As últimas semanas têm vindo a confirmar a urgência de que uma das principais prioridades da próxima legislatura seja uma reforma da Justiça.

Esta discussão é actualmente influenciada pelas grandes investigações realizadas pelo Ministério Público, altamente mediatizadas e que tardam em produzir resultados (quando não produzem resultados contrários às expectativas iniciais). Mas embora seja importante considerar a forma como essas operações são processadas, o problema fundamental ultrapassa muito esse aspecto.

O que está realmente em causa é um dos pilares do Estado de Direito e da vida em sociedade.

Tenho dito várias vezes que a Justiça é a principal e mais nobre função do Estado. Trata-se de criar as condições para resolver conflitos que, aos mais variados níveis, e inevitavelmente numa sociedade que se pretende livre e humanista, surgem entre os cidadãos, ou entre os cidadãos e as instituições, ou entre distintas instituições.

Desta noção inicial de Justiça deriva toda a multiplicidade de outras actividades e funções que nos habitámos a confiar ao Estado, já que todas elas, de uma forma ou outra, se podem reconduzir a uma actividade de resolução de conflitos de interesses. Interesses que serão pessoais, ou colectivos, profissionais, económicos, sociais, culturais ou, o que não constitui o menor grupo, de segurança, interna ou externa.

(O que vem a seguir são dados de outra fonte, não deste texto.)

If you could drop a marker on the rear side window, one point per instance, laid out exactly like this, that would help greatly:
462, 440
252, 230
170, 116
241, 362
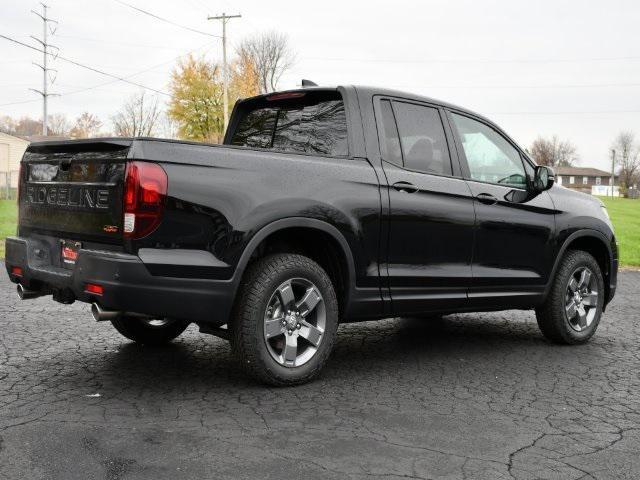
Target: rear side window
313, 123
389, 139
422, 138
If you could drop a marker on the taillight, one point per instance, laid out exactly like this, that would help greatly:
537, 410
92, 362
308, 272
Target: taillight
145, 191
20, 179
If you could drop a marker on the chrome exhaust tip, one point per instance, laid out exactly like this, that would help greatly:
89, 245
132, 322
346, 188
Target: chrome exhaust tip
26, 294
101, 315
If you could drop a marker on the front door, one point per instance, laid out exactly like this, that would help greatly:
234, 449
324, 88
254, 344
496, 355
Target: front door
512, 251
431, 215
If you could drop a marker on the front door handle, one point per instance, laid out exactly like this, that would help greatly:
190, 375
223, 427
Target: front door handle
405, 187
486, 198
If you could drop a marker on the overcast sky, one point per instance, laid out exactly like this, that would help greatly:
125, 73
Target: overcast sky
565, 67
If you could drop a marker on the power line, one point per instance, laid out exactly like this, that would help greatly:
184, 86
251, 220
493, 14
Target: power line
162, 19
473, 60
524, 87
84, 89
596, 112
78, 64
125, 44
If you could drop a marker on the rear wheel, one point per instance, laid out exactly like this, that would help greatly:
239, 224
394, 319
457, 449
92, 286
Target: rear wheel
149, 331
285, 320
572, 310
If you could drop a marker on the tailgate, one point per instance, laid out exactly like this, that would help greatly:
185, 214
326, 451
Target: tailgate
74, 189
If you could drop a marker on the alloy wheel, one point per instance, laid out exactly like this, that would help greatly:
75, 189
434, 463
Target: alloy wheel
294, 322
581, 299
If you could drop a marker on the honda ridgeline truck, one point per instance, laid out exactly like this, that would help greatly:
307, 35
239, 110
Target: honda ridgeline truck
323, 205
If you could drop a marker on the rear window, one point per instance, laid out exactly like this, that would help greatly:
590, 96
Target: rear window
307, 122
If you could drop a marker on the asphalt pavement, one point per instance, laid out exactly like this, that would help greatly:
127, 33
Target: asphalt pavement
476, 396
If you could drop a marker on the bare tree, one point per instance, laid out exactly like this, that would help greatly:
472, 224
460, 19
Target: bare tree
59, 125
169, 127
628, 158
554, 152
87, 125
138, 117
271, 56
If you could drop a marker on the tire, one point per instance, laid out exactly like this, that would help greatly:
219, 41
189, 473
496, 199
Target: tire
564, 317
293, 352
149, 332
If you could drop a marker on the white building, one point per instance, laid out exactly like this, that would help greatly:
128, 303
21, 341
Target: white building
11, 151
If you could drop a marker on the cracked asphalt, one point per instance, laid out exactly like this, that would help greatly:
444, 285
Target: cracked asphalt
477, 396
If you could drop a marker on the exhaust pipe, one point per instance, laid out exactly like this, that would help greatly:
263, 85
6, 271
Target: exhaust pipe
101, 315
26, 294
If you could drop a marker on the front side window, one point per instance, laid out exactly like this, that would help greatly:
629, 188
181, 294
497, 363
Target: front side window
422, 138
313, 122
491, 158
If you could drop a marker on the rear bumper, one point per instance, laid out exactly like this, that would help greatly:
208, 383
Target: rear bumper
128, 285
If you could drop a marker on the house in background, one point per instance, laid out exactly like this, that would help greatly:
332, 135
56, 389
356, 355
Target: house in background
587, 180
11, 150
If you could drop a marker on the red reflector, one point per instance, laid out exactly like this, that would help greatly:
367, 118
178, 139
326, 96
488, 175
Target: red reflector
69, 254
93, 288
284, 96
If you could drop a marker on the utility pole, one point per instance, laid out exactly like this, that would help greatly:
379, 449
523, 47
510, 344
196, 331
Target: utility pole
45, 69
225, 76
613, 167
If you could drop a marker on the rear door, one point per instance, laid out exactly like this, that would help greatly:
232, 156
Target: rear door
514, 226
73, 190
431, 215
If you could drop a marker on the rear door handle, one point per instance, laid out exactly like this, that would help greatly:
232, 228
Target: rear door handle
486, 198
405, 187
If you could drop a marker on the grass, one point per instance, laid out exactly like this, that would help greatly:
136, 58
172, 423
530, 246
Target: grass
625, 215
8, 221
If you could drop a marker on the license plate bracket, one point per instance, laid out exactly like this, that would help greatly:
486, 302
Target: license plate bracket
69, 250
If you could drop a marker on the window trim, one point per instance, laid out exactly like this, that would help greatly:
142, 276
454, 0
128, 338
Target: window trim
448, 134
464, 164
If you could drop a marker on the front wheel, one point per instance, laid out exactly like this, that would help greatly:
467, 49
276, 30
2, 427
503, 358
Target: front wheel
571, 313
285, 320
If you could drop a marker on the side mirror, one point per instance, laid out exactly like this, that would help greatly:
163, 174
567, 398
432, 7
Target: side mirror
543, 178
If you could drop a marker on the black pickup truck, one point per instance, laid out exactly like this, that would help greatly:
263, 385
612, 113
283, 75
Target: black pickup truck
324, 205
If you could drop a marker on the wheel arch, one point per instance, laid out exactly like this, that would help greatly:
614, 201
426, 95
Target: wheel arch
594, 243
294, 226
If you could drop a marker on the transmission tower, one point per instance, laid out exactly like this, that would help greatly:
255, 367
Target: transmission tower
47, 29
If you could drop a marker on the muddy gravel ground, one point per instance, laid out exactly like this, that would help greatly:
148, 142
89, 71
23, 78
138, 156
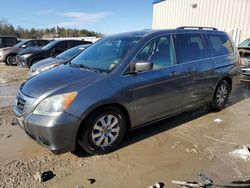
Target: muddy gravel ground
178, 148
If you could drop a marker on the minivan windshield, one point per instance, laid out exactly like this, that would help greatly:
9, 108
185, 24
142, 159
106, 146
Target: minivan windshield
71, 52
18, 45
105, 54
245, 43
50, 45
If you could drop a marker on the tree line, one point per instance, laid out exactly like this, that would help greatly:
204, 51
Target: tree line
8, 29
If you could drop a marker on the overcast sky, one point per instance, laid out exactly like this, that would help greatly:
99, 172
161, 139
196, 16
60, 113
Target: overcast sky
106, 16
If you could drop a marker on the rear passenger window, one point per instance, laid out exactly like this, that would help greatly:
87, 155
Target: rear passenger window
10, 41
63, 45
220, 44
159, 51
43, 42
31, 43
189, 47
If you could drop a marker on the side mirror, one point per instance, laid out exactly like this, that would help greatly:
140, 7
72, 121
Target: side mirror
141, 66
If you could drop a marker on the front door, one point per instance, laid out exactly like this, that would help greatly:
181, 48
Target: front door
157, 93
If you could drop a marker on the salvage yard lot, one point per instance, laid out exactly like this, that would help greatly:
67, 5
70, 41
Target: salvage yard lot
178, 148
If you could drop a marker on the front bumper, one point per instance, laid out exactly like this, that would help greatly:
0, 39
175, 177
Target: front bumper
22, 61
56, 133
2, 58
245, 71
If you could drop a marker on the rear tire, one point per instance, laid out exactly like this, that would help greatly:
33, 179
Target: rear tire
102, 131
221, 95
11, 60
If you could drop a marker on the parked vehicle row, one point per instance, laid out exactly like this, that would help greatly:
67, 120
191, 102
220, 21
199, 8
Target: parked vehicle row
52, 62
30, 56
8, 54
7, 41
125, 81
244, 50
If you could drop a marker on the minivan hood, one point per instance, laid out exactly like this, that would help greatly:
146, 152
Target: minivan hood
32, 51
5, 48
46, 62
56, 79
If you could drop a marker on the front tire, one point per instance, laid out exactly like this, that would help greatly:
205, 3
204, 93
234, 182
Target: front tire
103, 131
11, 60
221, 95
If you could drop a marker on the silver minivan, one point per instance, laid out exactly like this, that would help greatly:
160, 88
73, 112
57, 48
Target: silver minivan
125, 81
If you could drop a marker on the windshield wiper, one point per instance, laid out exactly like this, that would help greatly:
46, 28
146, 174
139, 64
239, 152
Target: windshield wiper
82, 66
88, 68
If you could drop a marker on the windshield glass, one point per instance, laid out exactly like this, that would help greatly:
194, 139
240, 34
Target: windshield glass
246, 43
50, 45
70, 53
106, 54
18, 45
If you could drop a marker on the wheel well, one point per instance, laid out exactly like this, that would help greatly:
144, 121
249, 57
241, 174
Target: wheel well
35, 60
119, 106
229, 82
10, 55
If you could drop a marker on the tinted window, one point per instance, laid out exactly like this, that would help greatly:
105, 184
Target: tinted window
9, 41
159, 51
220, 44
31, 43
106, 54
246, 43
70, 53
62, 45
42, 42
189, 47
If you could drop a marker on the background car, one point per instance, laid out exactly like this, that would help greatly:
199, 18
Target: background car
8, 54
52, 62
7, 41
28, 57
244, 51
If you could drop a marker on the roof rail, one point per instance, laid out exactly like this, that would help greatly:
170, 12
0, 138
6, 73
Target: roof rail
196, 27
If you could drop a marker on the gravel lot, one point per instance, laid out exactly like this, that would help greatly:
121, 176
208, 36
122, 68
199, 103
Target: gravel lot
178, 148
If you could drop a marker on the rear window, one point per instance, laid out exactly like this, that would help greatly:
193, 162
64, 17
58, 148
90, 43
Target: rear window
220, 44
9, 41
189, 47
43, 42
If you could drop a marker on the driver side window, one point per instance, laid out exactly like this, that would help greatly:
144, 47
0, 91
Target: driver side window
159, 51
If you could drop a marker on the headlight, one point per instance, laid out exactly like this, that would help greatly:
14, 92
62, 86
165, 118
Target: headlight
55, 105
26, 55
47, 67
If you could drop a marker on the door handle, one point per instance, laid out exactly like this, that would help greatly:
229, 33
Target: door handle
189, 70
173, 74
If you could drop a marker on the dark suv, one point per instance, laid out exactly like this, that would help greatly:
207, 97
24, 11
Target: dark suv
29, 57
8, 54
7, 41
124, 81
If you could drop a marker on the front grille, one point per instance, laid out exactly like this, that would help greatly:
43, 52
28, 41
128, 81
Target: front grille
23, 102
20, 103
20, 58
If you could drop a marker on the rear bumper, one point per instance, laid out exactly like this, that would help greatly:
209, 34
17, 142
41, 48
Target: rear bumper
245, 71
22, 61
2, 58
58, 133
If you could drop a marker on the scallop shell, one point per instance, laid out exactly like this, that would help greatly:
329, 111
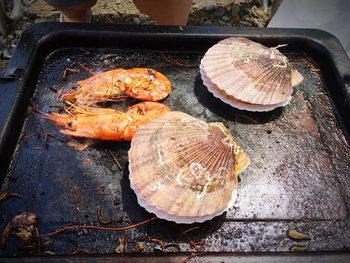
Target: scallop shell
183, 169
246, 72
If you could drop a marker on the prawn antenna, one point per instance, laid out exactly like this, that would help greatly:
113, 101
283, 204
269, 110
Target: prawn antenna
88, 70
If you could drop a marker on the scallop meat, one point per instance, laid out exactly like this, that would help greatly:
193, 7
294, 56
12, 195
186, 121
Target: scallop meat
183, 169
248, 75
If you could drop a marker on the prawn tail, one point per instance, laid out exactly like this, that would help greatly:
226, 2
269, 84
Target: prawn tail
58, 119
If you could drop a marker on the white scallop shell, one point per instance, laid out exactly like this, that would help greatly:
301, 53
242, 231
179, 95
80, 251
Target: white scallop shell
248, 72
238, 103
183, 169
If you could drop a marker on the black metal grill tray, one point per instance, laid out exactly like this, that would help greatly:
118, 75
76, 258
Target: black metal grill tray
298, 177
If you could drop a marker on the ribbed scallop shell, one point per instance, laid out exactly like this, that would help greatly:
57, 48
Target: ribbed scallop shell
183, 169
248, 72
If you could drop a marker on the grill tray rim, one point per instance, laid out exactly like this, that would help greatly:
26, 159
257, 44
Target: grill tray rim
41, 39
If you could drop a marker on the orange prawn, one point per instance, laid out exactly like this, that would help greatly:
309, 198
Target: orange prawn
106, 124
139, 83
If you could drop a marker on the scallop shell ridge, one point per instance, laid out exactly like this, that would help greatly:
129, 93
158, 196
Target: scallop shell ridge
186, 174
249, 71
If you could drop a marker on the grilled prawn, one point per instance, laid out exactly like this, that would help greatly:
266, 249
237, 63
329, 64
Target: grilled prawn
106, 124
139, 83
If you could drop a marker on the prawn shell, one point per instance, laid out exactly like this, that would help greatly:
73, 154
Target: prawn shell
183, 169
249, 72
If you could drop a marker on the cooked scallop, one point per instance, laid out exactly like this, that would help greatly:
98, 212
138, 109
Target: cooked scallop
183, 169
248, 75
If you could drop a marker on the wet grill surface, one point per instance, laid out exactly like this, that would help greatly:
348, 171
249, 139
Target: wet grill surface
298, 177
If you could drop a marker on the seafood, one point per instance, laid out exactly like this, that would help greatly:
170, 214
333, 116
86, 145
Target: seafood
106, 124
139, 83
187, 169
248, 75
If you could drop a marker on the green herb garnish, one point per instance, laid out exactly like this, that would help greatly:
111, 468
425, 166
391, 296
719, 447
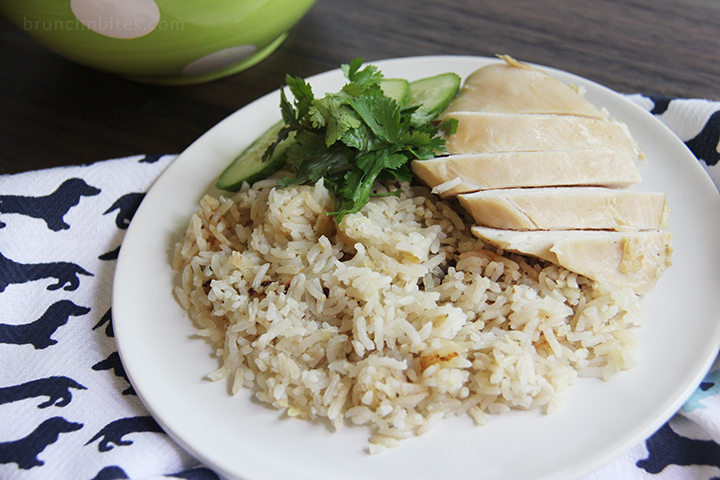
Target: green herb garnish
354, 137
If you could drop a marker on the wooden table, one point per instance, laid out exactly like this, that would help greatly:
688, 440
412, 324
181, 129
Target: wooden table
54, 112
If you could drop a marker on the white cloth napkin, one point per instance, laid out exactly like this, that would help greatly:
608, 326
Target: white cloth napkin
67, 410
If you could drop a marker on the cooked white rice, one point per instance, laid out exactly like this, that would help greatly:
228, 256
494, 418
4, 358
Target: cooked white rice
394, 319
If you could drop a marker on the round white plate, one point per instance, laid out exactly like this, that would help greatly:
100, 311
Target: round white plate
242, 439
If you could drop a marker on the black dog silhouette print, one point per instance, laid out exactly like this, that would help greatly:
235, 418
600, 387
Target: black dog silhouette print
126, 206
51, 208
24, 452
67, 274
111, 472
667, 448
57, 389
113, 363
113, 432
39, 332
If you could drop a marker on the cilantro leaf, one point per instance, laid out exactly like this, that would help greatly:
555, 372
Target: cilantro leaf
354, 137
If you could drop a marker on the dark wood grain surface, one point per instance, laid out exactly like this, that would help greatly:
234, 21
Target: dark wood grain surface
54, 112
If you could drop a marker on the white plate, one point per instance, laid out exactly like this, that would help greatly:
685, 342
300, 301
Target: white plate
240, 438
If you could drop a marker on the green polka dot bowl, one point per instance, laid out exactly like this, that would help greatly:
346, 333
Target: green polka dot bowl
170, 42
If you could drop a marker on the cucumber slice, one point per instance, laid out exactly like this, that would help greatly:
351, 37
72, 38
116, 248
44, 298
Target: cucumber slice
249, 166
433, 94
396, 88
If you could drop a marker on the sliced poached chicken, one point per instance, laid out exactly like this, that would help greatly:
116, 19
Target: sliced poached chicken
514, 87
567, 208
480, 132
628, 259
457, 174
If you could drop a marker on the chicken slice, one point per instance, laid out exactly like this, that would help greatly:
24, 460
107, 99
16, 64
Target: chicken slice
514, 87
480, 132
455, 174
627, 259
567, 208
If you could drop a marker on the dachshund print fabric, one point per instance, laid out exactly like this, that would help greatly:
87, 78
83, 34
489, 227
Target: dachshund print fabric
67, 408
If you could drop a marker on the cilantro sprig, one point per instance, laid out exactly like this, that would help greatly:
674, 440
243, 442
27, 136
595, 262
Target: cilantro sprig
353, 137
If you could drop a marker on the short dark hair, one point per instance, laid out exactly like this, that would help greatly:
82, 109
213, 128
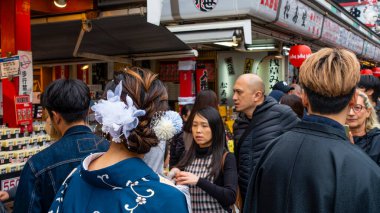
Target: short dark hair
370, 82
205, 98
295, 103
218, 146
328, 105
69, 97
186, 109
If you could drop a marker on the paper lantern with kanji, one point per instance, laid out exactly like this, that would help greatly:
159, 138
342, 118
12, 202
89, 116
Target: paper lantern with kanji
366, 72
298, 54
376, 71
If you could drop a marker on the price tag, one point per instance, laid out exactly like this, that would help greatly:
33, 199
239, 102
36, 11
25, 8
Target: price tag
9, 183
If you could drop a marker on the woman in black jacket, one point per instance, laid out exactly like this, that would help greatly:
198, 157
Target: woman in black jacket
208, 169
364, 127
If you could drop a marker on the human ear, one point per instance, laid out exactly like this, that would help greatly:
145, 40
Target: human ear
354, 99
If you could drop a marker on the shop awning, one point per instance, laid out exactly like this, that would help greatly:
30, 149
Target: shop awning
124, 36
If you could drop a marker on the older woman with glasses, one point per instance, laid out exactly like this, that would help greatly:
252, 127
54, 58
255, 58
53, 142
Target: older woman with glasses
364, 127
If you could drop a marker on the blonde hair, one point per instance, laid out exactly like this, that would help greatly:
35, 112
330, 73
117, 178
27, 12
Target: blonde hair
372, 121
330, 72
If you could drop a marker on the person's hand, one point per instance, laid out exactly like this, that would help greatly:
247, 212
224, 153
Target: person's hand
173, 173
4, 196
186, 178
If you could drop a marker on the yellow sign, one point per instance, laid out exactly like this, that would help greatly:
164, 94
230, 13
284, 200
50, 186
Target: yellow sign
223, 110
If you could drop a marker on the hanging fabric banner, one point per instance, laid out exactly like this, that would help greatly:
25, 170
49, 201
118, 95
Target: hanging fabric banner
26, 74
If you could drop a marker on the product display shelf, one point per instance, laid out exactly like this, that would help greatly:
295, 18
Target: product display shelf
16, 149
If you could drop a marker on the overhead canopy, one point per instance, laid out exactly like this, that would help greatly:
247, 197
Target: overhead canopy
110, 36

Nas sociedades ocidentais, herdeiras mais ou menos directas das civilizações grega a romana, da tradição judaico-cristã, da renascença, do iluminismo, da revolução francesa e do liberalismo, a Justiça traduz-se na criação e aplicação da Lei, através de órgãos próprios com funções especializadas e autónomos entre si, segundo um princípio fundamental a que chamamos separação de poderes, tudo tendo como pano de fundo a ideia de preservação e garantia da liberdade.

Para cumprir esta finalidade, a Justiça deve garantir que os seus processos são rápidos, seguros, equitativos e respeitam a liberdade das pessoas. Isto tanto no que respeita à gestão do funcionamento diário da administração pública, como aos procedimentos de natureza contenciosa, em que intervém os Tribunais.

A prevenção e combate ao crime é apenas uma das vertentes da actividade dos órgãos do Estado que são especialmente encarregues da promoção e administração de Justiça, que estão (ou devem) estar subordinados aos princípios acima elencados. Mas como a sua área de responsabilidade impacta directamente com a liberdade individual, a sua actuação deve ser especialmente orientada por forma a não interferir indevidamente com a vida privada e respeitar a dignidade das pessoas.

É por isso que intervenções mais invasivas devem ser autorizadas caso a caso por um magistrado judicial, e devem ser limitadas no tempo e ao estrito necessário para confirmar a existência de indícios fortes de comportamentos que possam constituir crimes.

A prova deve ser sólida, assente em elementos reais e não em indícios que em vez da realidade podem traduzir percepções mal fundamentadas. E as medidas de prevenção limitadoras da liberdade devem ser a excepção, porque a acusação não equivale a culpa, nem a condenação. E os excessos devem ser combatidos, não justificados.

Infelizmente, o que se passa em Portugal, não só no domínio da Justiça criminal, parece estar longe de obedecer ao modelo mais desejável. a bem da liberdade, da segurança e da dignidade da pessoa humana, é necessário acabar com este estado de coisas.

O autor escreve de acordo com a antiga ortografia.